AUTHOR BIO: Eric Barton is editor of The Adventurist and a freelance journalist who has reviewed restaurants for more than two decades. Email him here.
I first met Aaron Brooks at an Australia Day party at the Four Seasons Miami, where he was running the outdoor grill station. He stood over the coals with the kind of calm that comes from knowing exactly what you’re doing, brushing chimichurri on lamb leg that was smoky, punchy, and so good I would’ve eaten it every night if he’d let me. It felt obvious even then that grilling meat over fire was the thing Brooks was put on this earth to do.
That’s the same energy he’s channeled into Sunny’s Steakhouse. It opened last year and quickly became a favorite restaurant in Miami, the only Florida restaurant to land on The New York Times list of the country’s 50 best restaurants. Sunny’s is technically a steakhouse, but in the same way LCD Soundsystem is technically a rock band—it’s familiar but bent into something more interesting. The food is big and indulgent, but also bright and clever, the raw bar and pastas every bit as serious as the cuts of beef. It’s the rare restaurant that feels like Miami could export the idea elsewhere, rather than the other way around.
Aaron Brooks
Brooks grew up in Australia with a mother who cooked at home and a father who ran pubs. His dad loved the parts of the animal that required attention—secondary cuts, offal, charcuterie—and took him to the butcher to talk through what was good. “That’s where I get my love for the craft,” Brooks told me. That sense of respect for sourcing shows up at Sunny’s too, where he still obsesses over purveyors and what they can deliver to his kitchen.
Foie gras
Cooking stopped being just a trade for him after he completed his four-year apprenticeship. “By the end of it, I knew this was what I wanted to do for the rest of my life,” he said. He cooked his way from the Gold Coast to Vancouver to Boston, eventually landing in Miami. Of all the places, this is the one that stuck. “Miami has to be my favorite port of call,” he said. “It’s the most influential on the flavors I cook—that’s why I call it home.”

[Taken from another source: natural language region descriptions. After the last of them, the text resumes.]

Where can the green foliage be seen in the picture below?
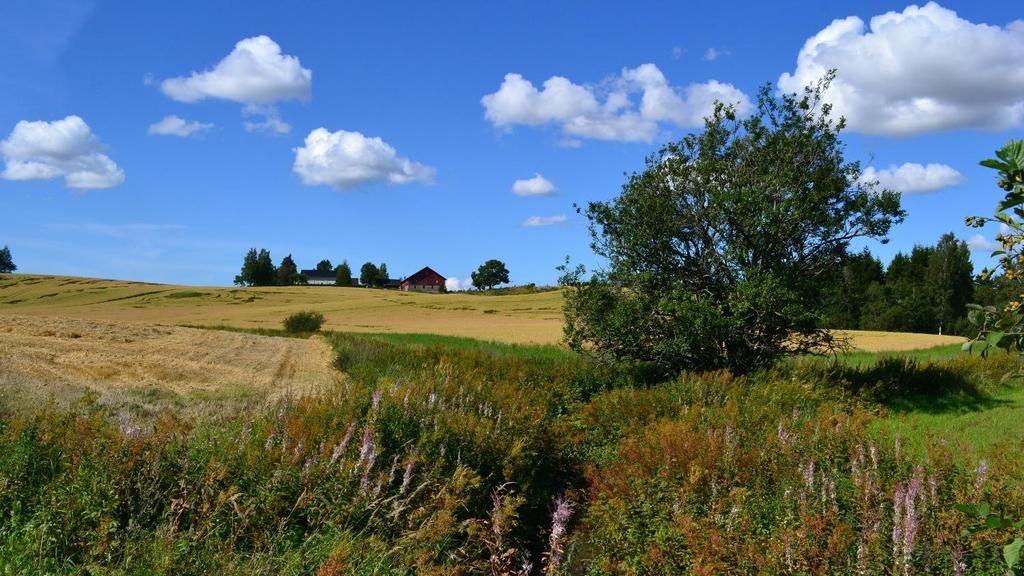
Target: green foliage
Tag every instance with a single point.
(717, 251)
(491, 274)
(925, 291)
(343, 276)
(257, 270)
(288, 273)
(6, 260)
(303, 322)
(369, 275)
(444, 456)
(1001, 325)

Those flavors slip onto Sunny’s menu in ways that feel like a biography of Brooks. There’s razor clams with mango criolla, hokkaido scallops with aguachile negro, chicken liver mousse with starfruit mostard, bucatini with Florida clams—this is Miami, refracted through a wood-fired grill.
Rotisserie chicken
Hokkaido scallops
The hearth itself is the restaurant’s heart, built into the space as if it had always been there, a pandemic pop-up that became a permanent idea. “It shows the utmost respect to the proteins we’re grilling,” Brooks said, though he’s quick to point out that Sunny’s isn’t only about meat. It’s pastas, seafood, raw bar, and whatever else comes off the line that night, all of it meant to upend what you think a steakhouse is supposed to be.
Dry aged ribeye
The wine list plays the same game. Sunny’s favors natural bottles and grower champagnes over safe picks, pairing them with dishes that make the choices make sense. Brooks gets particularly excited about those razor clams—chilled, chopped, and marinated in mango criolla—next to a glass of Dhondt-Grellet Champagne. “It’s so refreshing and bright,” he said, and he’s right. It’s a dish and a pour that explain the whole place in one bite and sip.
For all that, Brooks still insists his best cooking happens at home on his days off, cooking for his kids and wife Rebekah Brooks, the baker of downright extraordinary cakes. “She’d love it if I could stay out of the kitchen,” he joked. But that’s not who he is. Brooks doesn’t step away from the fire—he leans into it, and Miami is better for it.